= Genwi =

American mobile content aggregation company

GENWI is a privately held technology company based in San Jose, CA that provides a mobile content enablement platform. GENWI is short for "Generation Wireless".

== History ==

GENWI was a free web-based news reader, or aggregator, initially released in March 2007. Genwi provided a news feed service by enabling users to publish their feeds to one profile and follow others' news feeds in the feed reader – this feed reader was called "Wire" and was capable of reading RSS, Media RSS, iTunes RSS and ATOM feeds. Genwi offered a suite of social networking features built into the RSS reader. Users were able to add friends, send messages, leave comments and share individual feed items. The site underwent a major redesign in November 2008 and was shut down in 2009.
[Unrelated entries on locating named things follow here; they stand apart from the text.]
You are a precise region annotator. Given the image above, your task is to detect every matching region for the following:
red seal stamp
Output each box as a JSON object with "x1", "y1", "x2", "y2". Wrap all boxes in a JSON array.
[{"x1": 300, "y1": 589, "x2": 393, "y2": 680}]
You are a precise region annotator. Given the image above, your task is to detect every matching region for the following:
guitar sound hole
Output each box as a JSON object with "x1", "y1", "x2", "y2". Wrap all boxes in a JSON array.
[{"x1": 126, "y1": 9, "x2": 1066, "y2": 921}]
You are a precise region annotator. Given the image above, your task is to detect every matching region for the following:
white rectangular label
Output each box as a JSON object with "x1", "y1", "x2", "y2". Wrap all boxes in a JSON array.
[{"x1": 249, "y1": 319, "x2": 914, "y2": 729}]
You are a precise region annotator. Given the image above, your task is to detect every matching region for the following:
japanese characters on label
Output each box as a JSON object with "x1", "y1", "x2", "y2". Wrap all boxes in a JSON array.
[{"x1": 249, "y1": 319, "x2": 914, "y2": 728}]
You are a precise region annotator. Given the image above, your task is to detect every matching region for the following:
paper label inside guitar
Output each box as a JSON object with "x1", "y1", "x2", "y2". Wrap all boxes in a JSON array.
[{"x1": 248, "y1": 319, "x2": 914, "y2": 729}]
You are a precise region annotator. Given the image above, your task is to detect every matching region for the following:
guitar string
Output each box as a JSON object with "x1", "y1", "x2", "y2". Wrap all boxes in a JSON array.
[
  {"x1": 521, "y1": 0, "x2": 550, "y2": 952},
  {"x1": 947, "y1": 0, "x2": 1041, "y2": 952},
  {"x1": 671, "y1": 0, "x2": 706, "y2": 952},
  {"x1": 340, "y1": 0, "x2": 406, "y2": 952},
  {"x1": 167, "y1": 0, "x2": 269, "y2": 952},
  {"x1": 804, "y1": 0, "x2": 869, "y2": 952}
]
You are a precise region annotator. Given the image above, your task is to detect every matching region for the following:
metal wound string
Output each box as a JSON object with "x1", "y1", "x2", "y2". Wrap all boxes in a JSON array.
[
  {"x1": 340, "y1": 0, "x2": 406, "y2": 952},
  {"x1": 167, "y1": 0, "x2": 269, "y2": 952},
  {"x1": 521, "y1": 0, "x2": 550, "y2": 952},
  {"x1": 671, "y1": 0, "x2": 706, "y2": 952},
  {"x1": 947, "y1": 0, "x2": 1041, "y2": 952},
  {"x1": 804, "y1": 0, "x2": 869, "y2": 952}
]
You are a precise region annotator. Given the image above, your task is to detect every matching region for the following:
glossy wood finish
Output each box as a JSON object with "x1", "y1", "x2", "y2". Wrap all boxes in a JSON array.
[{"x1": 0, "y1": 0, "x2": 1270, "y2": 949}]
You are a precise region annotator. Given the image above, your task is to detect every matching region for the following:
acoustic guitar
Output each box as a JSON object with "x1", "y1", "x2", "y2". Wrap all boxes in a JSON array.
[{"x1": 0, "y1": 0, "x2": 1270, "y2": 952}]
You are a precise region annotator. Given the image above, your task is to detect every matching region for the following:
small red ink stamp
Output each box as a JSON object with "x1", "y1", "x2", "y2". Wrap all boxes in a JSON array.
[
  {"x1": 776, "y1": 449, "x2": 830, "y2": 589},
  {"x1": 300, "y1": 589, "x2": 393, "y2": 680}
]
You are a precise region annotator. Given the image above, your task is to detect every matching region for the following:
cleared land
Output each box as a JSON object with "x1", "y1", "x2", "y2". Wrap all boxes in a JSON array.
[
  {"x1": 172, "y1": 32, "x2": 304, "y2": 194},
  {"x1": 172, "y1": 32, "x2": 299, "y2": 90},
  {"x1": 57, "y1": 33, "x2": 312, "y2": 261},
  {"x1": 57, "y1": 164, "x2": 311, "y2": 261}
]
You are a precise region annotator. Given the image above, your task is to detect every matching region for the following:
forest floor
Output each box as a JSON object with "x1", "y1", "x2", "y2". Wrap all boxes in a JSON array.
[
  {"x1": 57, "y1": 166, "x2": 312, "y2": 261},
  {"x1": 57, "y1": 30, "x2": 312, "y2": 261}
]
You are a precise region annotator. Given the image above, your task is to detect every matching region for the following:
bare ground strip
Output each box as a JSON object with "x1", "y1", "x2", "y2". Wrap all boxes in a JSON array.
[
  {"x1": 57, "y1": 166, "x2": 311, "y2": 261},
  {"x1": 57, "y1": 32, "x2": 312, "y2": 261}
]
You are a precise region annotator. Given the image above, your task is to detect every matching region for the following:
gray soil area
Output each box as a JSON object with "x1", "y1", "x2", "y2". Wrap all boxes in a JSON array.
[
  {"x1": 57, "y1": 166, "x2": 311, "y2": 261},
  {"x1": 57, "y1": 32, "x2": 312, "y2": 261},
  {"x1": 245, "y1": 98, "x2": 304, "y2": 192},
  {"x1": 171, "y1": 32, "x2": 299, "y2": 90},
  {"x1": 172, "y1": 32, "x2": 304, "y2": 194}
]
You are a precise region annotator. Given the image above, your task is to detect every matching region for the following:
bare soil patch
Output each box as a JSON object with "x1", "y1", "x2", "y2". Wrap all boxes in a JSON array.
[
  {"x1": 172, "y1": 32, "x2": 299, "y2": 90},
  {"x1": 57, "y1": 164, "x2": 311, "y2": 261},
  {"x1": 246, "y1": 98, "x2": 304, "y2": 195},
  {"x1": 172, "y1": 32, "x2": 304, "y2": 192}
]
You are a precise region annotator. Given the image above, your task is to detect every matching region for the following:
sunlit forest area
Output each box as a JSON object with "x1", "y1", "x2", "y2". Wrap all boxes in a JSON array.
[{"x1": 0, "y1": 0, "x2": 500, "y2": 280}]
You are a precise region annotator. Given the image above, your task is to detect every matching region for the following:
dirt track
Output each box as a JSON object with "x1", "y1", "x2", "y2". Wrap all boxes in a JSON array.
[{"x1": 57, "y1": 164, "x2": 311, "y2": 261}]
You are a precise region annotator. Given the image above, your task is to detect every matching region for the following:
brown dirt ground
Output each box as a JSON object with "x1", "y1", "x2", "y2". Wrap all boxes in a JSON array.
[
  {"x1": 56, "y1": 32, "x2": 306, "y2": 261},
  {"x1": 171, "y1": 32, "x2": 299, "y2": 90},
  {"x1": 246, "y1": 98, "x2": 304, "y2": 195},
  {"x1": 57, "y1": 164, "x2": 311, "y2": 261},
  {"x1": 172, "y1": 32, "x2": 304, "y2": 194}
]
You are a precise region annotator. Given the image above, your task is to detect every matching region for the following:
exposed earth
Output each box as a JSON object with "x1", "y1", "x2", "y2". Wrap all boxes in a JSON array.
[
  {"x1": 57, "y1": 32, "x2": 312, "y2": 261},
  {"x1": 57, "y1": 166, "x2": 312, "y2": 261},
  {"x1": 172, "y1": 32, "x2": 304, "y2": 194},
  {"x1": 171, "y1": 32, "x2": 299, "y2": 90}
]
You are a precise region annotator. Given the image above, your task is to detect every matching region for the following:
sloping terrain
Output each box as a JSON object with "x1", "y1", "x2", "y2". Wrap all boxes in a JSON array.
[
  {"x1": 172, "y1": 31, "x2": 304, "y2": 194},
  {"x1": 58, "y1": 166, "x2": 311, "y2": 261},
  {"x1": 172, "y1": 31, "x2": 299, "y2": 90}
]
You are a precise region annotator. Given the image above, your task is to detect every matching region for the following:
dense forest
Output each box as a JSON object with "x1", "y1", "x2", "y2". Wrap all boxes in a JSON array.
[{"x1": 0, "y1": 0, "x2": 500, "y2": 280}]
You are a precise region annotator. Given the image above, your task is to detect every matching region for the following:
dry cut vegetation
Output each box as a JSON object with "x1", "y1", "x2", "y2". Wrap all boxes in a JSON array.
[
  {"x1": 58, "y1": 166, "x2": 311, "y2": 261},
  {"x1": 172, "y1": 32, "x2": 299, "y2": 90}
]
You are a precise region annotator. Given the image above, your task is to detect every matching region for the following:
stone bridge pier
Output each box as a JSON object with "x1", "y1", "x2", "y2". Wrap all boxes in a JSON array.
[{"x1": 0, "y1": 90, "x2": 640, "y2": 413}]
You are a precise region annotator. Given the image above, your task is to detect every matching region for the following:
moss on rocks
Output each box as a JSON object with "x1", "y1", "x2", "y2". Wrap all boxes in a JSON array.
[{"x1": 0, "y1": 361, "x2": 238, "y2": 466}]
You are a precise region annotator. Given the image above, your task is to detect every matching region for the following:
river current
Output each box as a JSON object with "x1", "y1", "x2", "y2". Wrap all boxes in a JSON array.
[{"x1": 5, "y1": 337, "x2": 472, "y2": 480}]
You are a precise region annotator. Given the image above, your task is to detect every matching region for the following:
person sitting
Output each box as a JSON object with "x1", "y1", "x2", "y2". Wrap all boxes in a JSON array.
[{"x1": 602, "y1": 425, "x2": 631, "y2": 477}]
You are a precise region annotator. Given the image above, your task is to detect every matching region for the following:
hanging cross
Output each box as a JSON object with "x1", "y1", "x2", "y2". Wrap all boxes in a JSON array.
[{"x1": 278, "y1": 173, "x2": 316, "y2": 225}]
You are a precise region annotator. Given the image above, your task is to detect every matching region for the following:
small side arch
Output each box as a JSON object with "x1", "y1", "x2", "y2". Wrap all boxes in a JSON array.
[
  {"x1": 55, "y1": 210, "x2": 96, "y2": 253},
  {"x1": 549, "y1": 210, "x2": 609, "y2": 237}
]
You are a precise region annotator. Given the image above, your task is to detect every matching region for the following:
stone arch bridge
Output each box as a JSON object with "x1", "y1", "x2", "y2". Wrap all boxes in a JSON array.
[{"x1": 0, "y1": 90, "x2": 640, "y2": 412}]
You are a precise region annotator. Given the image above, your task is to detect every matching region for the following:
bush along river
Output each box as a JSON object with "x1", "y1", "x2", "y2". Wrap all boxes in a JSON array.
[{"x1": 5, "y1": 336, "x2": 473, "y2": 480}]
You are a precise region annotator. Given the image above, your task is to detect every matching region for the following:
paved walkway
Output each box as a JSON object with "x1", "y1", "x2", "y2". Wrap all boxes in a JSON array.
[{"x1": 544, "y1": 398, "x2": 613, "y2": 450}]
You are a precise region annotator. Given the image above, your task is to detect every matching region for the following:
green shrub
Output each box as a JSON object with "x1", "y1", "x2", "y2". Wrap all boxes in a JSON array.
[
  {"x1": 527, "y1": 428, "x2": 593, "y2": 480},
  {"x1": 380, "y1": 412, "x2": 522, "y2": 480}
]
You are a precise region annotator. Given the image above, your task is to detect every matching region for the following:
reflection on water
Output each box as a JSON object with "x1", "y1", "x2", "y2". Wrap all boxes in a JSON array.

In January 2010, GENWI, Inc. used the same technology that built their RSS reader to launch iSites.us, a smartphone app builder and management system, which enables businesses to build applications for iPhone and Android using RSS, ATOM or social feeds. GENWI uses cloud-based technology to keep more than 1,500 native apps up-to-date and to instantly build HTML5 apps for iPhone.

In September 2011, GENWI launched Condé Nast's "The Daily W" app and rebranded the iSites brand back to GENWI and now helps publishers and brands create engaging native and HTML5 apps with a cloud-based mobile content management system, or mCMS.